Eight years old is probably when I was sure I wanted to be an actor. I was born in Tokyo and started modeling there when I was six months old. We moved to Singapore when I was three. In kindergarten one of my friends was in an advertisement on a bus and I thought that was cool, so I asked my mother if I could model again. My first job was doing an animated video. I loved doing it and loved being on set. Soon, I started doing short films. Many of those were for NYU Tisch Film School in Singapore. When I came to the United States the summer I turned seven, I got an audition for a movie and the casting director called an agent who signed me. By the time I was eight, I had filmed my first feature and knew that acting was something I definitely wanted to keep doing. I am so lucky that I have been able to keep working in this industry!

What is the hardest and easiest part of being a child actor?

I think there are the same challenges being an actor at any age. It is always difficult walking into an audition and making sure your performance is steady and that you are doing your very best. Creating the character is probably the most challenging part about being an actor. This is true whether it is for a film you are doing or for an audition. I am lucky that memorizing lines is easy for me. After that, I work on developing the character. Once I have connected with the character I often stay in it, even when I come home.

As for being a child actor, one of the differences is that you have to do three hours of school on set during the school year and at my age you can only work nine and a half hours a day, so that just leaves six and a half of filming. I am sure a lot of the grownup actors wouldn't mind just working that amount! Also, cast and crew are often nice to child actors just because they are children. I also know that the directors are sometimes under pressure, because they have to shoot us out in a certain amount of time, so we need to be extra sure we are prepared and ready to go. Overall, it is a great job and I love doing it.

Julian Feder
Julian Feder

How did you prepare for the responsibilities of your latest film role in "A Boy Named Po?"
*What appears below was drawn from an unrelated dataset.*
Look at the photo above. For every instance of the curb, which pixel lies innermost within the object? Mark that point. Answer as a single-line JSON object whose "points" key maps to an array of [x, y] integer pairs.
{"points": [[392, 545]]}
"A Boy Called Po" is about a single dad raising a child with autism. I play Po, who has autism and whose mother just passed away. He and his father (played by the amazing Christopher Gorham) struggle with the loss of his mother. In order to prepare for the part, I met a lot of children on the autism spectrum. I have good friends with autism, but wanted to meet all different types of people. I also watched a lot of documentaries about autism. It is such a wide spectrum and each person is so unique that it was important to give Po his individual personality. I worked closely with the director, John Asher, who has a child on the spectrum to develop the character of Po. We worked on specific mannerisms for when I was happy, sad, or nervous. John would come to my house and we would play board games or Lego and I would have to stay in character the entire time which kept me consistent when we were filming. It is a really important movie about acceptance, awareness and against bullying.

What other projects do you have in the pipeline?

I just finished filming a comedy called "I Hate Kids" with Tom Everett Scott and Tituss Burgess. The film is about a lifelong bachelor, Nick Pearson (Scott), who has written a book called I Hate Kids. He is getting married and at his rehearsal dinner a boy, Mason (my character), appears and claims to be his son. How does he know? A psychic, The Amazing Fabular (Burgess), told him. It's a hysterical road trip comedy, as

the three very different characters embark on a journey to find Mason's mother. There are so many great actors and actresses in the movie and it's really funny!

Where do you hope to be ten years from now? 

I hope to be working steadily as an actor. I love creating new characters and being able to explore personalities of totally different people. Every time I act, I get to become someone else and live their life. It's the coolest thing in the world!